I don’t think the perfect IDE exists. But all the right ingredients are out there. Allan MacGregor wrote a post about VIM as the “perfect IDE” that started an interesting discussion on dev.to. But I’m skeptical about the pages-long config file, the dozens of independent plugins, and whether the result is really an “IDE”. This reminded me of an experience I had with seasoned developers who genuinely had no idea how much time a real IDE can save. So here’s my response, in pictorial form, in several parts. (Because I have no idea how I’d have the time to write such a thoughtful and organized post like Allan did.)
A real IDE works for you – you don’t work for it.
Here’s Visual Studio Code doing the right thing:
This is freakin’ amazing. All I did was open a Docker config file for editing. In other words, I did no extra work. And VS Code unobtrusively suggested an extension (also by the VS Code team) to help me do my job. The IntelliJ family of IDE’s does this as well, AFAIK.
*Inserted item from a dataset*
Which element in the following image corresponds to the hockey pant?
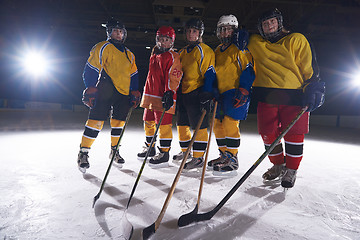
[80,118,125,148]
[257,102,309,169]
[214,116,240,156]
Not all IDE’s are GUI apps
The Spacemacs message isn’t as clear and configurable as VSC, but the install process is easier: just hit the ‘y’ key, compared to two or three mouse clicks. Note that out-of-the box I’m already getting good syntax highlighting from Visual Studio Code. But with this extension installed, holy cow:
When I hover the mouse over a keyword, I get a super-readable summary of the syntax. And this isn’t even a “statically typed programming language” in this file – it’s just a particular config format. This saves me time and irritation having to “context switch” to looking up documentation somewhere. And better yet:
Spacemacs doing the equivalent:
Great error checking, and reporting. Now just imagine how helpful this is with the “real” programming in a project.
Next episode … another, pushing back on the idea that IDE’s are bloatware, packed with unnecessary features, and besides, my favorite text editor XYZ is a great IDE too.
I believe it’s fine for there to be great text editors yet also great IDE’s. They each have their place. In my opinion, it’s the engineer’s role to chose the right tool for the job.